Stan’s brother Jack was also part of the Selkirk squad, as were former Selkirk internationals Jock King and Jim ‘Basher’ Inglis.
For his National Service, Stan was sent to Elgin to serve with the Royal Engineers.
It’s perhaps not much of an exaggeration to say that during his two years there, Stan wore a rugby strip more often than an army uniform.
His National Service over, Stan returned to Selkirk and resumed his work with Nichol the painters.
Stan’s highlight as a rugby union player was when he was selected to play for the South of Scotland against the New Zealand All-Blacks at Netherdale, and a certain world-class centre, Ron Jardine, will have memories of Stan tackling him all afternoon.
Stan was one of the hardest tackling centres in the game, which of course stood him in good stead when he changed codes and signed for Hull Rugby League Club in 1954.
He appeared in two consecutive rugby league cup finals, in 1959 and 1960 – in front of crowds of 97,000 – met the Queen and Prince Philip and received a telegram of good wishes from Selkirk international football legend Bobby Johnstone.
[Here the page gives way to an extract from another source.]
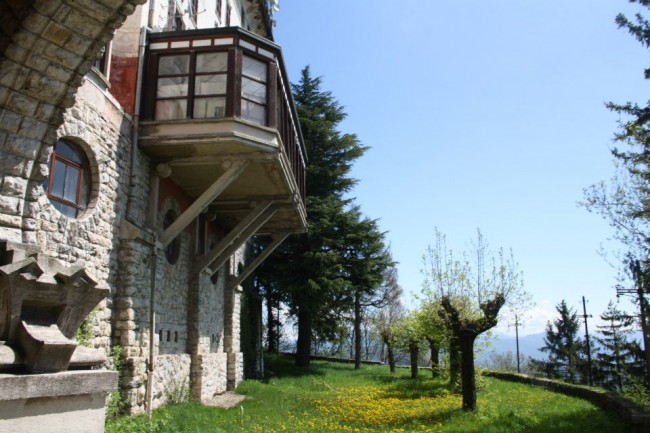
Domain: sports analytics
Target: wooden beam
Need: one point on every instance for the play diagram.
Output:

Stan also won the League Championship in 1956 and 1958 with the Yorkshire outfit, one of only a few Scottish players ever to achieve this honour.
Stan’s younger brother, Ron, with five Scottish caps to his credit, was also now in rugby league, living and playing in Leeds.
It was an exciting and happy period of Stan’s life.
Only last November, Stan and Ron were guests of honour at the first rugby league international at Netherdale between Scotland and France.
Along with five other former players, he and Ron were introduced to the crowd to loud cheers and applause, and although failing, Stan was able to walk out on to the pitch, which he wouldn’t have missed for the world.
He was respected, admired, modest, resolute, humorous, sociable, fun to be around, kind and loving, and at the end, he bore his pain and discomfort with patience, without complaint, and always with humour.
He was a loving brother, husband, father, father-in-law and uncle, and he was proud of all his grandchildren and great grandchildren.
He is and always will be fondly remembered and very sadly missed.